# Parent care and how to help them get it



## greeneyeddolphin (May 31, 2010)

Not sure if this is the right forum for this, but not sure where else to put it, so, here goes....

My boyfriend's dad is 77 yrs old. He's a veteran, has high BP, COPD, and has had 5-6 strokes. He's living on his own right now, but has expressed that he thinks it's time he was in an assisted living facility and would like it to be closer to us (he currently lives about 80 or so miles away). 

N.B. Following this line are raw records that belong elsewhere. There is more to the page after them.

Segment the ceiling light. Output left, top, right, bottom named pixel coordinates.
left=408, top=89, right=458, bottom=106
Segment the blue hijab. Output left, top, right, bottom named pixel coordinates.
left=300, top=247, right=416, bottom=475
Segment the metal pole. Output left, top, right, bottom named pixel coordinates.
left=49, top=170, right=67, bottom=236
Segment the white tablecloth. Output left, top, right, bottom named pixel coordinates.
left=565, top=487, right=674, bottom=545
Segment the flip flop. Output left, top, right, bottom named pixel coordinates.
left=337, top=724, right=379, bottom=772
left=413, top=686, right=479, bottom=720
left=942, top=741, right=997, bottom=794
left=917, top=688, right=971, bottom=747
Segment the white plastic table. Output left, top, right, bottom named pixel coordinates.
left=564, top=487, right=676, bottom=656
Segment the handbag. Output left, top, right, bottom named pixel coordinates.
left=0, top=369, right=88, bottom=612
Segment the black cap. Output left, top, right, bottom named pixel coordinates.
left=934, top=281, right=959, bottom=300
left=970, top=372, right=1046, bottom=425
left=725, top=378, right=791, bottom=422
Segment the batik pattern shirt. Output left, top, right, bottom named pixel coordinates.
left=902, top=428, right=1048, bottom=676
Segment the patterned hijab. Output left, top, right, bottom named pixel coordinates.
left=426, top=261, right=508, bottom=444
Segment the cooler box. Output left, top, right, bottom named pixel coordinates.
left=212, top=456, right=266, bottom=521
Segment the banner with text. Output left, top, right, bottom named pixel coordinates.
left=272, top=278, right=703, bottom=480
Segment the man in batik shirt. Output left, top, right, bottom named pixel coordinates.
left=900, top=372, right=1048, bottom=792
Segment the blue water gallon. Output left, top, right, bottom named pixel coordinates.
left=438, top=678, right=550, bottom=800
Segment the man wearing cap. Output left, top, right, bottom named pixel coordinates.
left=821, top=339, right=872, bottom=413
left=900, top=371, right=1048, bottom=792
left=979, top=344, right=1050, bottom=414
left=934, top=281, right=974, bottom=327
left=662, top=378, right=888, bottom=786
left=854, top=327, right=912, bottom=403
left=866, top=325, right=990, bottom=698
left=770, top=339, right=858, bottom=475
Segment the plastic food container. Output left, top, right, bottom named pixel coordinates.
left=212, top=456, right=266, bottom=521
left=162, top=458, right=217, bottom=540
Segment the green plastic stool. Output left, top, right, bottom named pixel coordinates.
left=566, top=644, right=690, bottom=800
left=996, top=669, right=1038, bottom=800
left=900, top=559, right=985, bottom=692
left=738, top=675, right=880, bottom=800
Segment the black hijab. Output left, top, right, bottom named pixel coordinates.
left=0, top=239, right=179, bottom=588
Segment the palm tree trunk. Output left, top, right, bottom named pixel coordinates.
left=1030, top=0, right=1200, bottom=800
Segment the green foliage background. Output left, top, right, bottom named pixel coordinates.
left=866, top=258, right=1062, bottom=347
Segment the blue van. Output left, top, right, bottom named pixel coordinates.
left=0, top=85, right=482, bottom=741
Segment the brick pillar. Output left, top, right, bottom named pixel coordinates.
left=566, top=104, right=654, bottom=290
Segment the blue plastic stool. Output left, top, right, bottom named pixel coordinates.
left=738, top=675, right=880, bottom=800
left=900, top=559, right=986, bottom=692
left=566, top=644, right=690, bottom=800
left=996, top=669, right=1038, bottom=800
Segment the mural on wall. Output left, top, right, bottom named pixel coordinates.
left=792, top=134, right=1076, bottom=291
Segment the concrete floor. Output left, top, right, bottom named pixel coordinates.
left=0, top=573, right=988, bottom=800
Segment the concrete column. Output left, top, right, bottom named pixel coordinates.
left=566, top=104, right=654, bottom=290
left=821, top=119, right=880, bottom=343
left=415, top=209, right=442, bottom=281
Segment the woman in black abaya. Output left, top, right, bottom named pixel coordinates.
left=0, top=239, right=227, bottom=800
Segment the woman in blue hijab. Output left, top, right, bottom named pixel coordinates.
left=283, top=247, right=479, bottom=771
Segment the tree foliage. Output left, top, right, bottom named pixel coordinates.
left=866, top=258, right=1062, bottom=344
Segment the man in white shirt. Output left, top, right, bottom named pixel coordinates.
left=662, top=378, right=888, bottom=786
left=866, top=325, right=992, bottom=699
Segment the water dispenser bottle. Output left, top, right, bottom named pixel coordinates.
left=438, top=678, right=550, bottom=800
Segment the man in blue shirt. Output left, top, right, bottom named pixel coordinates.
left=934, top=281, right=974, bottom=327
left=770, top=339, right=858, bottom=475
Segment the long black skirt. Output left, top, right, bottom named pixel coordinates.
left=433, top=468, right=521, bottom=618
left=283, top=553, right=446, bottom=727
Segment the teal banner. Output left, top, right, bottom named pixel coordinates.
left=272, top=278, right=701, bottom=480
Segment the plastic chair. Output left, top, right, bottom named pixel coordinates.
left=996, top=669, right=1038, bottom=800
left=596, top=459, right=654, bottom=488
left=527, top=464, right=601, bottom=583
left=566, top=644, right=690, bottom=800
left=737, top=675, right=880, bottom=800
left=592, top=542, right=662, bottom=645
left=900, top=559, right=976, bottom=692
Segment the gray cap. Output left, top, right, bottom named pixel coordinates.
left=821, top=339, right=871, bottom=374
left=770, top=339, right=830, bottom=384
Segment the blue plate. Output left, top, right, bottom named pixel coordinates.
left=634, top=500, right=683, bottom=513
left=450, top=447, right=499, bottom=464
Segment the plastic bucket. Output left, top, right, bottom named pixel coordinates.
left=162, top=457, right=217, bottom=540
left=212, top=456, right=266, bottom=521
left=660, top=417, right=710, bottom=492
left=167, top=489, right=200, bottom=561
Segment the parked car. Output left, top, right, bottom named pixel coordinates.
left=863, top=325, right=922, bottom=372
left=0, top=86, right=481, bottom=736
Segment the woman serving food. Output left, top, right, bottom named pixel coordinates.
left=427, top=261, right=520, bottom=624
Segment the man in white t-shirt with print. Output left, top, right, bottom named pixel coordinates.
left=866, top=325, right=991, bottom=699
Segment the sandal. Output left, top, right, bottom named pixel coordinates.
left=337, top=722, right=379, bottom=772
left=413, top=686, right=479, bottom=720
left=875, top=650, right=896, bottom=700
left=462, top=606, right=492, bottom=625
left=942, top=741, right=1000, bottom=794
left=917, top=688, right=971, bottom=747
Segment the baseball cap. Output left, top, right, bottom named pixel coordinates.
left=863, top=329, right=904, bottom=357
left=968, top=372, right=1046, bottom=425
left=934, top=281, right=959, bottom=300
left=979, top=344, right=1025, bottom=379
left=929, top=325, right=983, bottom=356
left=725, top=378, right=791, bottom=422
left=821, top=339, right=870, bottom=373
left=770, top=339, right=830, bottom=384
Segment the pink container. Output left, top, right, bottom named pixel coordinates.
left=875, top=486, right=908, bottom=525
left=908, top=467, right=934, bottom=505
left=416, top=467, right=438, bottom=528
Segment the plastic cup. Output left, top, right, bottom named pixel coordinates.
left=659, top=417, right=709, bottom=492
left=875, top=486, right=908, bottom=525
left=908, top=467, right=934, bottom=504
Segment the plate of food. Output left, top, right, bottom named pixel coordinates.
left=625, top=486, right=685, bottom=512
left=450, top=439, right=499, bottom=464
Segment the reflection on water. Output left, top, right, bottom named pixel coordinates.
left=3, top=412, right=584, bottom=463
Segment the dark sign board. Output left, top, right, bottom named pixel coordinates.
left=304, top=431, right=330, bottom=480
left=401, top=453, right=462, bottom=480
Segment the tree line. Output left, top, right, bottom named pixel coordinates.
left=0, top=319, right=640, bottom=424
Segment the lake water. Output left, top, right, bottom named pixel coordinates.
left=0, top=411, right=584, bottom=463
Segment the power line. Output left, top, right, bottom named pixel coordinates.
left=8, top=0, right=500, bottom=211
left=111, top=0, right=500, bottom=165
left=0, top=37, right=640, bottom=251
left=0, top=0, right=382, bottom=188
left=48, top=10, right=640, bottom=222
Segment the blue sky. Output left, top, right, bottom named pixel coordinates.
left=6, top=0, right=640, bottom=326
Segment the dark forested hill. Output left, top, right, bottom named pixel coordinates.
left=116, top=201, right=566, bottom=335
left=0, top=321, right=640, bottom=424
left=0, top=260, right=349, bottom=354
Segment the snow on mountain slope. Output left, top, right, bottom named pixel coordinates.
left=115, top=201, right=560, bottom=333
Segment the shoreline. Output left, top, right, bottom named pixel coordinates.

I started checking into some facilities today. I found that most of them around us are going to run about $1800 a month, just for their fees, not including any extra money he might want for whatever. Between SS & his VA benefits, he only gets about $900 a month. He does have Medicare Part B through Humana. This means we would have to contribute almost $1000 a month, just for the facility fees, for him to be in one, which we can't do. I know from years ago that my grandmother got some additional state assistance to help cover the costs of being in an assisted living facility. I just have no idea how I would go about getting him the assistance. 

We live in FL, so if anyone who lives here or has lived here before and dealt with this can help me, I'd be so grateful. I just need to know where to go to get the assistance, and what information we would need to provide them with in order to get it. I'm sure the facilities would help us, but my concern is that they're going to want us to place him first, and we can't commit, even temporarily, to paying the additional fees. Money is just too tight for us. 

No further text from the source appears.